Title Contenders: Strengths & Weaknesses of the Los Angeles Clippers
In 2013-14, the Los Angeles Clippers were considered an offensive-oriented team. Playing in the Western Conference, the uptempo style certainly plays into the hands of their talent. There is a saying that the better coaches, including Clippers coach Doc Rivers, live by “players win games, but teams win championships.”
Rivers has implemented this as part of a foundation for a team that has become a title contender. With arguably the best point guard in basketball, Chris Paul, Rivers orchestrated the highest-scoring team in the NBA last season at 107.9 points per game. Their rank across the league should remain near the top with firepower coming off the pine, headlined by reigning Sixth Man award winner Jamal Crawford.
A big part of the process was how well they took care of the basketball. From the bigs to the shooters, everyone knew their roles and followed CP3′s lead. The Clippers minimized their turnovers to 13.3 per game, tied for sixth best in basketball, and racked up the third most assists. This offseason the team moved on from Darren Collison, replacing him with the seasoned Jordan Farmar. They also replaced backup center Ryan Hollins with Spencer Hawes, an unselfish player with a perimeter touch. Those two additions should help this team in multiple categories.
With the expansion of MVP candidate Blake Griffin‘s range and DeAndre Jordan throwing down every pass he received, there’s no wonder they put up the points they did. Looking back at the numbers, Lob City ranked third in the league with an efficient 47% average from the field. The only two teams in front of them, the San Antonio Spurs and the Miami Heat,played in the NBA Finals. With the bigs improving down low, another offseason together should have the role players using better spacing with better shot selection.
What else comes from sharing the basketball and having bigs that can finish in the paint?
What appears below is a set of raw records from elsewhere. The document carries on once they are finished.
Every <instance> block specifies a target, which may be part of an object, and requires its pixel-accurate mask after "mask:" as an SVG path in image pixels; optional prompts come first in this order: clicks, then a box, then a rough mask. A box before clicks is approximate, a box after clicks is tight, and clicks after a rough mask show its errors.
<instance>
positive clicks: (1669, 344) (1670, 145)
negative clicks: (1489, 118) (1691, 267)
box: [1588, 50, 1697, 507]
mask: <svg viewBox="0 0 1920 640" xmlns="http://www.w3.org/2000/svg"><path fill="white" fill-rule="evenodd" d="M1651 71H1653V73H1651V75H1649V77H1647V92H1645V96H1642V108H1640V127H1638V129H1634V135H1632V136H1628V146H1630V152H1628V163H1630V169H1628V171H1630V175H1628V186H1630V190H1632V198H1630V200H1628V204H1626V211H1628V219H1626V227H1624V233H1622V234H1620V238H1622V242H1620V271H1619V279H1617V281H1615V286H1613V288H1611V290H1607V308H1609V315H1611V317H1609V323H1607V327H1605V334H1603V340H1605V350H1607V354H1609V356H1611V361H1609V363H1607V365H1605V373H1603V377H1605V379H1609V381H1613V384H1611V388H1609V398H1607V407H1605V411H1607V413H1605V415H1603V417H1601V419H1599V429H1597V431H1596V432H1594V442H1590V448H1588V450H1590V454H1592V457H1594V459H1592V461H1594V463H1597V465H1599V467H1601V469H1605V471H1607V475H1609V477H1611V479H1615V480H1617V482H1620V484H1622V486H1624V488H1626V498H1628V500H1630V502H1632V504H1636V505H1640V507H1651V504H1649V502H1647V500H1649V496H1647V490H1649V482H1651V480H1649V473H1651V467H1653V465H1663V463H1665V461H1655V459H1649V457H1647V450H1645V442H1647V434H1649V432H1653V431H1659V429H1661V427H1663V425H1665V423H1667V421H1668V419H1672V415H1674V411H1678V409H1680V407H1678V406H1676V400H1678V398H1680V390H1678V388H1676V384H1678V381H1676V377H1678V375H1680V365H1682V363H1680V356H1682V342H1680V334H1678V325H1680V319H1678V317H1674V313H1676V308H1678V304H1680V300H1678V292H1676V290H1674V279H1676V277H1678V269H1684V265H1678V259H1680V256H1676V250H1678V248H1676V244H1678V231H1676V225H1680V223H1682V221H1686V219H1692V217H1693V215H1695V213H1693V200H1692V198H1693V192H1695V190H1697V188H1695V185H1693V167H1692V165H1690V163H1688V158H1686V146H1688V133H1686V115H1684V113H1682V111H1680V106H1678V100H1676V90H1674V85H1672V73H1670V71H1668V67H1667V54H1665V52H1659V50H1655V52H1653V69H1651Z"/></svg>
They got to the free throw line more than every team, with the exception of the Houston Rockets, at 29 attempts per contest. They were able to connect on an average 21 free throws, third most in the Association. Last season they fired the eighth most shots from downtown, while ranking 12th in makes.
When you consider Crawford and J.J. Redick as the only true long-range shooters on the roster, the rest of the squad should take a step in. With CP3 and Griffin demanding attention and Jordan threatening to clean up, the rest of the squad will certainly spot up but should have the spacing to shoot better shots. I’m talking about guys that are capable of hitting the 3-ball like Matt Barnes (34%), Jared Dudley (36%), and Spencer Hawes (42%). Those are great numbers, especially since those are contributors and not the top perimeter options. Drawing out defenders forces the opposition to rotate and they’ll be reluctant to leave Griffin or Jordan near the rim. Aside from a lob, the end result will be an open mid-range shot or a late rotation that sends them to the line.
Not only does this boost their 73% from the stripe, it should help their eighth worst percentage behind the arc as well (35%). This is a team that put up 24 bombs a game. They have the luxury to shoot freely since they take care of the ball and share it at a high rate, but they have to shoot better than that to knock out the Spurs or Oklahoma City Thunder. Take the Spurs for example, they take three less treys per game and lead the league in three-point efficiency at 40%.
The Clippers are an elite team, so there’s things on the defensive end that they do right, also at a high level.
This is a group that locked down the arc like no other, holding opponents to a league low 33%. Their defense harassed opponents and contested enough shots by allowing the fourth fewest field goal percentage. Funneling offenses to Jordan the rim protector, they forced the seventh most turnovers and fourth most steals.
I don’t expect a big drop off or increase in those categories, but the areas to improve are free throws, rebounding, and defensive rotations. With free throws, I mean making a higher percentage and fouling less, since they allowed the eighth most attempts. Defensive rotations will be something to watch from start to finish. Their opponents averaged 101 points, the sixth most assists, and out-rebounded them in 2013-14.
Fan or foe, you now know what the Clippers are all about heading into the season.